Dans un cas on souhaite une température pas très élevée (30 à 50°C) mais avec un débit continu élevé, dans l'autre une température élevée (de l'ordre de 75°C) avec un débit quasi nul (notion d'accumulation) :roll: ... La solution technique est sans doute différente pour chaque cas :roll: ...

la roue peut entrainer une génératrice qui alimente les résistances du ballon
C'est ce qu'est en train de réaliser un collègue avec une petite chute de moulin ... alternateur triphasé alimentant des radiateurs électriques de chauffage, et pourquoi pas, un ballon électrique standard :roll: ...

Cordialement,
FB29
 
stanloc
Compagnon
29 Octobre 2012
5 120
Il est clair que certains devraient consulter wikipédia (par exemple) avant de participer à l'échange. S'il s'agit de l'installation d'un ancien moulin on peut imaginer que la puissance disponible n'est pas négligeable car les anciens savaient AUSSI faire des installations efficaces.
Si le canal n'est pas aménagé autour de la roue (c'est la situation du gamin qui met sa roue dans le caniveau) on sera dans la situation que l'on rencontre lorsqu'on met sa main à la fenêtre d'une voiture. C'est la pression dynamique de l'eau sur la surface de la pale qui est à prendre en compte. Grosso-modo on est dans le cas de l'éolienne. Maintenant j'ai déjà vu des roues de moulin installées dans un véritable canal ajusté sur la largeur de la pale. On se trouve alors dans un cas où l'eau s'accumule derrière la pale et cela crée une dénivellation amont/aval et on récupère ainsi une énergie bien plus grande.

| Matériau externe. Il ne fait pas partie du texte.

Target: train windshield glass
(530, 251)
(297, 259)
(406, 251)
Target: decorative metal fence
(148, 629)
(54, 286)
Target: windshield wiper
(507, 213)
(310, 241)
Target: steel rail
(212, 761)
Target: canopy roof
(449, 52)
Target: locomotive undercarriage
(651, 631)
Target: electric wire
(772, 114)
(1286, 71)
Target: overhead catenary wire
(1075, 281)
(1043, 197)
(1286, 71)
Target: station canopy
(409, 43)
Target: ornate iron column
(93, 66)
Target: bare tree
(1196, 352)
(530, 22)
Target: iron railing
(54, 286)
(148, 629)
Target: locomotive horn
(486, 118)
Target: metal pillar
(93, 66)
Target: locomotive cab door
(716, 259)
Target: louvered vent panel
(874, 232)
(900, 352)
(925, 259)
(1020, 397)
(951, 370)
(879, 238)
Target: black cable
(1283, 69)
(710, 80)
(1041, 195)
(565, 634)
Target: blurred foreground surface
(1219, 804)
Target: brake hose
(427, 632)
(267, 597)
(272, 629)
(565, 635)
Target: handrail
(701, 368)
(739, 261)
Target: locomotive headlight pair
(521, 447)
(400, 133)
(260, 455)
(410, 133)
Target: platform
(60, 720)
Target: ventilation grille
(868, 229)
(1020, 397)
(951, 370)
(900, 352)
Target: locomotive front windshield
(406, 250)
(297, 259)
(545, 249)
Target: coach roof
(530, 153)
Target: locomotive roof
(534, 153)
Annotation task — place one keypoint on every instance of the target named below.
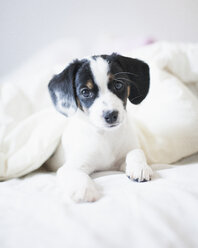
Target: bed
(159, 213)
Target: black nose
(111, 116)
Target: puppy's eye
(86, 93)
(118, 85)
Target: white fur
(89, 145)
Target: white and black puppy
(100, 135)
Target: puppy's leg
(77, 184)
(136, 167)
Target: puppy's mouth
(113, 125)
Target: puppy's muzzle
(110, 117)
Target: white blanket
(160, 213)
(30, 128)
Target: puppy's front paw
(136, 166)
(139, 173)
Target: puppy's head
(99, 87)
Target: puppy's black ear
(138, 74)
(62, 89)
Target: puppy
(100, 135)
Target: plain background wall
(28, 26)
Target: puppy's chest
(101, 151)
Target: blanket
(160, 213)
(166, 121)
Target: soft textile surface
(30, 128)
(160, 213)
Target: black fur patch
(83, 76)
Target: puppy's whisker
(118, 80)
(125, 72)
(125, 79)
(136, 97)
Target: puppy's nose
(111, 116)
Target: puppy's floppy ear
(138, 73)
(62, 89)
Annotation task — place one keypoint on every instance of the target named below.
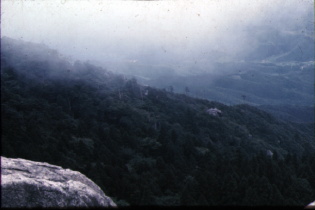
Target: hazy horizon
(154, 32)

Il est clair que la solution de facilité c'est d’entraîner une génératrice électrique car avec l'électricité on peut faire autre chose que chauffer de l'eau.
Stan
 
ISL
Compagnon
2 Mai 2010
731
FR-70Lure
Bonjour,
A Popino ; Merci de m'avoir corrigé .
Pour la génératrice , si l'on a la chance de trouver une ancienne dynamo ,pas besoin d'une vitesse fixe ; la charge permet de réguler sa vitesse dans une fourchette assez généreuse mais on ne peut faire que du chauffage.
Dans le cas d'un alternateur ,il faut toujours s'astreindre autour des 50 hz ; si ça s’emballe,la fréquence part en vrille. Et comme les utilisateurs sont tentés de brancher des appareils tels congélateurs , ca ne fonctionne pas longtemps.
 
stanloc
Compagnon
29 Octobre 2012
5 120
La machine à vapeur de mon arrière grand-père avait un régulateur de vitesse ; alors ???? de nos jours ?
Pour chauffer de l'eau les résistances se moquent de la fréquence du courant.